Whenever I wanted to have a chat about my very tumultuous week, the subject
would get changed to the weather or a favorite recipe. Nobody would listen to
me or let me even tell my story one time so that I could get it off my chest
and then move on to my favorite recipe. I asked my good friend about it, and
she told me that I was always too negative. I tried to explain to her that I
was just going through a hard time, and if she would just listen to my story
then I could quit trying to tell it. I also reminded her that for the past two
weeks I had really good news to report, I had gotten a job and had started
graduate school and was really starting to rebuild my life. I didn’t understand
how anyone could interpret these things as negative. To me they were positive
steps and rays of hope for my future without him. Her denial of my story was so
great, that at this point she told me that back in college, I had really just
been a friend of proximity- only a friend of hers because we lived near each
other in the dorm. She said that everyone else felt that same way.
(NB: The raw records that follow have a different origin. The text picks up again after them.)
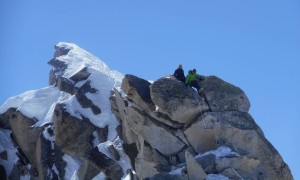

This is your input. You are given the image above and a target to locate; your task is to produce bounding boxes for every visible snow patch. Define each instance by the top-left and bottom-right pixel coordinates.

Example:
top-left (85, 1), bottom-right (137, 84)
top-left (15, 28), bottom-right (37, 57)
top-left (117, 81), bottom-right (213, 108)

top-left (195, 146), bottom-right (240, 159)
top-left (0, 128), bottom-right (19, 178)
top-left (62, 154), bottom-right (81, 179)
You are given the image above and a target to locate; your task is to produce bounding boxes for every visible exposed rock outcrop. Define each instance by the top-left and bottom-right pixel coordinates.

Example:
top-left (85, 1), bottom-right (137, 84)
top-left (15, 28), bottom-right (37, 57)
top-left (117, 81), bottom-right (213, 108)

top-left (0, 43), bottom-right (293, 180)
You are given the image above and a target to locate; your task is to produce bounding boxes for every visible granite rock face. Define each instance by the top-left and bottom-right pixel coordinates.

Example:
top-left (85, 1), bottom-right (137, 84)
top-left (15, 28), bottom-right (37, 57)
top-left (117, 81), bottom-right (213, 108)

top-left (112, 75), bottom-right (292, 179)
top-left (0, 43), bottom-right (293, 180)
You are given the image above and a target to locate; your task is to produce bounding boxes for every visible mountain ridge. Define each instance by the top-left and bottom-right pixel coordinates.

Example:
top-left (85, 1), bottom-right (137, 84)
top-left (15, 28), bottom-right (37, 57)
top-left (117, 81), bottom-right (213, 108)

top-left (0, 42), bottom-right (292, 179)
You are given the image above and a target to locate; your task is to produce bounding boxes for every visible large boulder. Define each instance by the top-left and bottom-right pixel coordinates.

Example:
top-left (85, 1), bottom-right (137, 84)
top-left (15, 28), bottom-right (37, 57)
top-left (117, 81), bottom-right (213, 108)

top-left (198, 76), bottom-right (250, 112)
top-left (135, 138), bottom-right (170, 179)
top-left (127, 107), bottom-right (185, 156)
top-left (10, 111), bottom-right (42, 163)
top-left (150, 76), bottom-right (209, 123)
top-left (33, 125), bottom-right (67, 179)
top-left (185, 151), bottom-right (206, 180)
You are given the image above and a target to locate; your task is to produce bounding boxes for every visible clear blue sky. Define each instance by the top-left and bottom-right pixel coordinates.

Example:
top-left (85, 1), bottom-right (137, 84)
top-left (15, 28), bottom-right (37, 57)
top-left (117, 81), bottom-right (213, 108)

top-left (0, 0), bottom-right (300, 179)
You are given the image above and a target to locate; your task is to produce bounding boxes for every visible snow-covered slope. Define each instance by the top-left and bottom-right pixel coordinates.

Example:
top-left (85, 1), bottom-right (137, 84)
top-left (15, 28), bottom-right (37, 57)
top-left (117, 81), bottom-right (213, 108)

top-left (0, 42), bottom-right (130, 179)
So for the
past 6 months I had been attending weekly dinners with people who disliked me,
and that 4 of them from college had never really chosen to be my friend to
begin with. These were the people I had counted on to love and support me, and
who were now turning their backs on me.
These things I lost. I have gained myself. I’m not sure if
the trade off was equal. I struggle every day to look around at my life and
appreciate my independence, my solitude, and my safety. I give thanks for the
things that most women take for granted. I give thanks for my life, and I pray
for the child I once carried in my womb. I pray that it has moved onto a life
that will provide it with health and safety, a life that I was unable to
provide. I give thanks that I can now provide safety for myself, and beat down
the fear that it will somehow be taken from me once again. Though I have lost
my peace of mind, 2 years of my life, and every single friend- I have gained
strength that most women will never know.